AGOCG logo
Graphics Multimedia VR Visualization Contents
Training Reports Workshops Briefings Index
Also available in Acrobat format Back Next


What is Multimedia?
Pedagogy and technology
Future Work


Case Studies

Multimedia in the Teaching Space

APPENDIX-1 Video Coding Algorithm

5. Inter-Picture Coding

Much of the information in a picture within a video sequence is similar to information in a previous or subsequent picture. The MPEG standard takes advantage of this temporal redundancy by representing some pictures in terms of their differences from other (reference) pictures, or what is known as inter-picture coding.

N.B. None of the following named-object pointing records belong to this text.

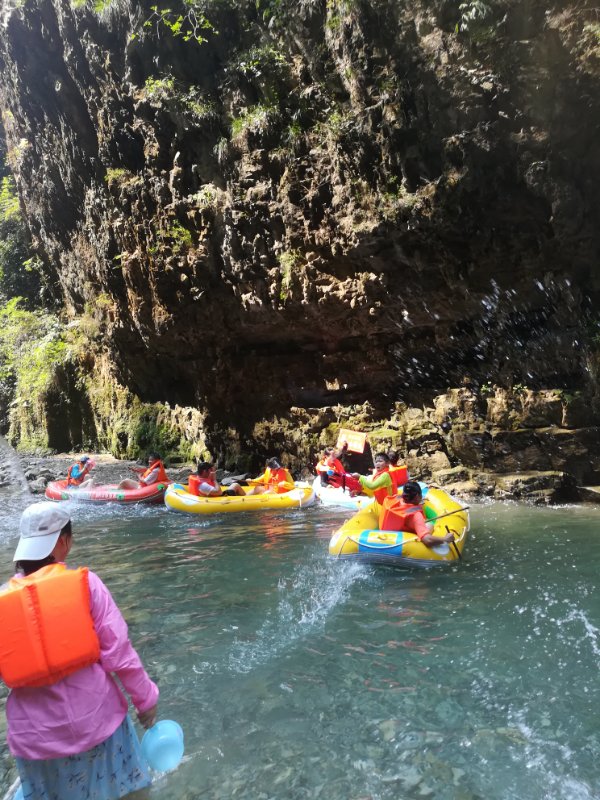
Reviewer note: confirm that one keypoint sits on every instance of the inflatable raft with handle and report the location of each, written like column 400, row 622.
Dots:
column 360, row 539
column 178, row 498
column 337, row 496
column 106, row 493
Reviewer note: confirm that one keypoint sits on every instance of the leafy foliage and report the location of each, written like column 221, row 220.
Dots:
column 19, row 270
column 191, row 25
column 472, row 13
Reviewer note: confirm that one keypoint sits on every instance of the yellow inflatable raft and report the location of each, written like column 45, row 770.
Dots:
column 359, row 538
column 177, row 498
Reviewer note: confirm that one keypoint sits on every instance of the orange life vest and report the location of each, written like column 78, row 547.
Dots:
column 328, row 463
column 162, row 475
column 71, row 481
column 47, row 627
column 395, row 513
column 399, row 474
column 194, row 482
column 384, row 491
column 278, row 479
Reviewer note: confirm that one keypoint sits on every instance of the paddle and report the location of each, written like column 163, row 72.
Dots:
column 448, row 514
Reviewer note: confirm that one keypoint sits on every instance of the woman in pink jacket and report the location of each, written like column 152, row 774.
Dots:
column 68, row 725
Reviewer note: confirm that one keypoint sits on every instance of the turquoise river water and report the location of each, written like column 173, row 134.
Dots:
column 294, row 676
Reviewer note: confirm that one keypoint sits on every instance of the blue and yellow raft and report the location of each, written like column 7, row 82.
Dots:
column 359, row 538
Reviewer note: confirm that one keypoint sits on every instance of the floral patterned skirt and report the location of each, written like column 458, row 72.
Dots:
column 111, row 770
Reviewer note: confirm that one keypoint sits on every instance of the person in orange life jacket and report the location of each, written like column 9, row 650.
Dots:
column 275, row 479
column 154, row 473
column 382, row 483
column 204, row 482
column 69, row 716
column 78, row 472
column 406, row 514
column 330, row 463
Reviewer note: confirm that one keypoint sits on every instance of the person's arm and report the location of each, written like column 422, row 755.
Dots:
column 341, row 452
column 151, row 478
column 208, row 490
column 375, row 483
column 262, row 479
column 288, row 482
column 423, row 529
column 117, row 654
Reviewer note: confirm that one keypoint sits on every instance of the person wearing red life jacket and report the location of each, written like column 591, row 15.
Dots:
column 275, row 479
column 66, row 713
column 153, row 473
column 382, row 483
column 77, row 475
column 329, row 464
column 406, row 513
column 402, row 472
column 204, row 482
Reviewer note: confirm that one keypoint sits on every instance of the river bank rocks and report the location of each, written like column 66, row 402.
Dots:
column 521, row 445
column 39, row 470
column 326, row 204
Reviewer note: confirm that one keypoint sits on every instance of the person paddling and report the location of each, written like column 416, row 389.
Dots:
column 68, row 725
column 382, row 483
column 204, row 483
column 275, row 478
column 406, row 513
column 77, row 474
column 153, row 473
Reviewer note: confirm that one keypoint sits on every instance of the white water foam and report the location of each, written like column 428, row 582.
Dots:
column 305, row 603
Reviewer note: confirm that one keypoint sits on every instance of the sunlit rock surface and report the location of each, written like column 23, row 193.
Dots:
column 324, row 204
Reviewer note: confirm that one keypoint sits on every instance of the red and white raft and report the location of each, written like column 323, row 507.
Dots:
column 106, row 493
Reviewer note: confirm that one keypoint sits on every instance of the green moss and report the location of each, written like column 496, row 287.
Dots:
column 255, row 119
column 122, row 178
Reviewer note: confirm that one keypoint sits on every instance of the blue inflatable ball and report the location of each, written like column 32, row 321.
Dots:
column 162, row 745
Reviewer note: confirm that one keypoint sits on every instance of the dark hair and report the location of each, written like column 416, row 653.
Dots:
column 27, row 567
column 385, row 457
column 411, row 489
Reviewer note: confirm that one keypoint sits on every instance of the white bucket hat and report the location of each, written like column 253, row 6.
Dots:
column 40, row 527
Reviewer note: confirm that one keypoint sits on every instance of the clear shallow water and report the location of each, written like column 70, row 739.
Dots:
column 294, row 676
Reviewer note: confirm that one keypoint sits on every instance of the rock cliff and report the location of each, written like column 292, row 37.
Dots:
column 311, row 204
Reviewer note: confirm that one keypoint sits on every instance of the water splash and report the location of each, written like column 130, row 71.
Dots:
column 306, row 601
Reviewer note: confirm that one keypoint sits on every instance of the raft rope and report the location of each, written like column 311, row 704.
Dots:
column 397, row 544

This section describes the types of coded pictures and explains the techniques used in this process.
Picture Types
The MPEG standard specifically defines three types of pictures: intra, predicted, and bi-directional.
Intra Pictures
Intra pictures, or I-pictures, are coded using only information present in the picture itself. I-pictures provide potential random access points into the compressed video data. I-pictures use only transform coding (as explained in the Intra-picture (Transform) Coding section) and provide moderate compression. I-pictures typically use about two bits per coded pixel.
Predicted Pictures
Predicted pictures, or P-pictures, are coded with respect to the nearest previous I- or P-picture. This technique is called forward prediction. Like I-pictures, P-pictures serve as a prediction reference for B-pictures and future P-pictures. However, P-pictures use motion compensation (see the Motion Compensation section) to provide more compression than is possible with I-pictures. Unlike I-pictures, P-pictures can propagate coding errors because P-pictures are predicted from previous reference (I- or P-) pictures.
Bi-directional Pictures
Bi-directional pictures, or B-pictures, are pictures that use both a past and future picture as a reference. This technique is called bi-directional prediction. B-pictures provide the most compression and do not propagate errors because they are never used as a reference. Bi-directional prediction also decreases the effect of noise by averaging two pictures.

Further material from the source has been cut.